Director #4 stated they did not check the contracted vendor's logs against all the facility sprinkler system areas. Director #4 stated they assumed the contracted vendor did the work and showed the fire suppression system worked. Director #4 learned the system did not work properly at the time the state life safety code inspection started. The fire watch did not start until three days after they learned the fire suppression system did not work.
This was in contrast to the fire protection system impairments policy which read, personnel who developed competence through training and experience would perform the inspection and testing of the fire protection system. For shutdowns which exceeded four hours within a 24-hour period, the facility implemented a fire watch.
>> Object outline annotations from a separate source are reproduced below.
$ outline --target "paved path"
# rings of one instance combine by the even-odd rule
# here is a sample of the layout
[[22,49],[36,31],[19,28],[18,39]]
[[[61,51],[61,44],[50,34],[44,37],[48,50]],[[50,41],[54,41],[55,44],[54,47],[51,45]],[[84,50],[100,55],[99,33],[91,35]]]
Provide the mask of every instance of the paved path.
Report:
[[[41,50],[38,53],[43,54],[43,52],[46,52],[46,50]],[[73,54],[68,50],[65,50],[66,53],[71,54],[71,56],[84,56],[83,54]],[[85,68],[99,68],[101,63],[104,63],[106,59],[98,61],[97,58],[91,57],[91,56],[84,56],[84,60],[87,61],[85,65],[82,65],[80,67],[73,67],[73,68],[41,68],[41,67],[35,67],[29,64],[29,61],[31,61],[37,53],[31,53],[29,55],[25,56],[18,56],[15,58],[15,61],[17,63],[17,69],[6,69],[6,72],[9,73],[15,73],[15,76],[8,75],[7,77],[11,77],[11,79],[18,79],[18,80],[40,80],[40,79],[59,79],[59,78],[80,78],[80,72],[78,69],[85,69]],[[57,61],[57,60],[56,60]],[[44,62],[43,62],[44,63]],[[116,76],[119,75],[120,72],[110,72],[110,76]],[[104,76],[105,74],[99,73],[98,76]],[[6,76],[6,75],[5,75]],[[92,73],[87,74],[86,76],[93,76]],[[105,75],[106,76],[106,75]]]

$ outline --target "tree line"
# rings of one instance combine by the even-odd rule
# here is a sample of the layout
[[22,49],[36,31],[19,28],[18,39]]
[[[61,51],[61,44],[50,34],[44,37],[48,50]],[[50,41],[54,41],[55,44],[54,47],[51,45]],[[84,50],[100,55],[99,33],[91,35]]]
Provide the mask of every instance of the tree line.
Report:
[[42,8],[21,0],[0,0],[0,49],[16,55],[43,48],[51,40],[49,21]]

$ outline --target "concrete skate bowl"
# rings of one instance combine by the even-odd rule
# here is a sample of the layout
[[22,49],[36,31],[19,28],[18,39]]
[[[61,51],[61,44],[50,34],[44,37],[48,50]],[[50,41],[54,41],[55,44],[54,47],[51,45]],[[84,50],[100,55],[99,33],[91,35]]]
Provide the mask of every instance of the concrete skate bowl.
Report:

Additionally, it was in contrast to the fire watch policy which read, the facility implemented the fire protection impairment policy, which included the initiation of a fire watch in the event the fire alarm system or sprinkler system shut down or experienced operational failure.
C. Document Review
i. The fire sprinkler system inspection reports supplied to the facility by the contracted vendor were reviewed. The review included inspections performed by the contracted vendor on 12/5/22, 3/8/23, 6/22/23, 9/12/23, 12/13/23, 8/29/23, and 9/27/24. The review revealed all reports through 8/29/23 read, there were no reported deficiencies for the report submission to the facility. The review of two reports provided for the inspection on 9/27/24, completed at the request and in the presence of life safety surveyors, revealed a total of 17 deficiencies noted in the inspection reports. The deficiencies included critical severity levels of deficient findings. The inspection report read the main shutoff valve did not shut off completely and the sprinkler system did not have a necessary backflow assembly on the sprinkler system or the antifreeze system. The inspection report read the test valve in a stairwell was clogged with debris and there were improperly labeled forward flow test valves for the sprinkler system.